According to Jesus’ petition we are not separate from one another, we are One, just as Jesus and God the Father are One.
Through the Death and Resurrection of Christ our sins were forgiven and our relationship with God was fully restored, we were made One again. The word, “Atonement” can be broken down to At-One-Ment. This is the result of Jesus’ faithfulness to go to the cross.
Our world seems to be tearing itself to pieces when in reality, we are all ONE with God and each other. We put labels on people that seem to justify actions of violence, or values based on apathy. When the reality is that we are One.
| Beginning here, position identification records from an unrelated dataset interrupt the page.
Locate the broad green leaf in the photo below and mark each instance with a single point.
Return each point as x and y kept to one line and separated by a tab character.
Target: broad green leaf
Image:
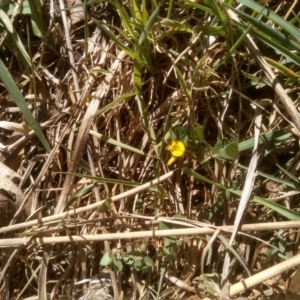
17	97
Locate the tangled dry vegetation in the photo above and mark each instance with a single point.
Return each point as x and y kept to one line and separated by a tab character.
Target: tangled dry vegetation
111	84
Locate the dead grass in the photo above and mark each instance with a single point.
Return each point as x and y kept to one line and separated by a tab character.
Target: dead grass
110	91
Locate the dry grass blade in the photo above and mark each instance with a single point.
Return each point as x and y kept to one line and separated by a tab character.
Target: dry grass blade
150	166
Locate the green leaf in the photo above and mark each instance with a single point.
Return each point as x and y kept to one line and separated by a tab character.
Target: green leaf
273	137
17	97
226	150
105	260
197	133
117	265
148	261
287	26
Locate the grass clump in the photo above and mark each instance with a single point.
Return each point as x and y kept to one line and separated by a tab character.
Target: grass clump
158	149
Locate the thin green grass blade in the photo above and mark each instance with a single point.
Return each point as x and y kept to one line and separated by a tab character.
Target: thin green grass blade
100	179
16	95
37	19
124	17
13	34
234	252
148	26
117	143
268	31
113	103
274	137
289	214
114	38
287	26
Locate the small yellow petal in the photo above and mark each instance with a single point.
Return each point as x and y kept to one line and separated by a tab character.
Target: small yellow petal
171	160
177	148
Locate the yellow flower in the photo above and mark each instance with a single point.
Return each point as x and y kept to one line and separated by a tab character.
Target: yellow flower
177	149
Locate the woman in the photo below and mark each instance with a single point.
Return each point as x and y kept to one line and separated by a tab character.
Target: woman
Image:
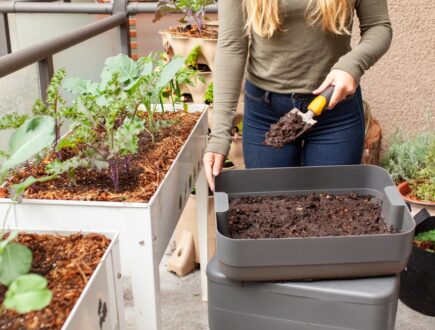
293	50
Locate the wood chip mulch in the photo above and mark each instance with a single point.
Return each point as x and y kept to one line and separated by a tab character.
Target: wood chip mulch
148	168
67	262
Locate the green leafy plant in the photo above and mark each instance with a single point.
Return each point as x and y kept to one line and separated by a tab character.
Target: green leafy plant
413	160
193	11
12	120
107	123
426	240
208	96
54	106
26	292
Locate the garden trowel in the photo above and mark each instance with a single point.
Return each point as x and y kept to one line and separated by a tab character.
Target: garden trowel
295	123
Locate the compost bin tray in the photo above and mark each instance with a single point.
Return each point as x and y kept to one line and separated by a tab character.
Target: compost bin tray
329	257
The responsibility of the church, as the Body of Christ, as being the Proclaimer of Truth and God’s Justice and Mercy has never been more important than today.
People feel very afraid because of the words and actions of a few, but the reality of the Gospel is that, we do not belong to darkness, violence and hate, we belong to God, and God is faithful and just. Jesus continues to pray for us so that we know that we do not belong to darkness, but we belong to Christ, and Christ is here, right now, with us, surrounding us with hope, mercy and joy. And it is time for us, as a church, as the Body of Christ to boldly proclaim and live out this message of One-ness, mercy, humility, forgiveness and therefore, salvation.
We do not belong to fear, we belong to Christ. Amen.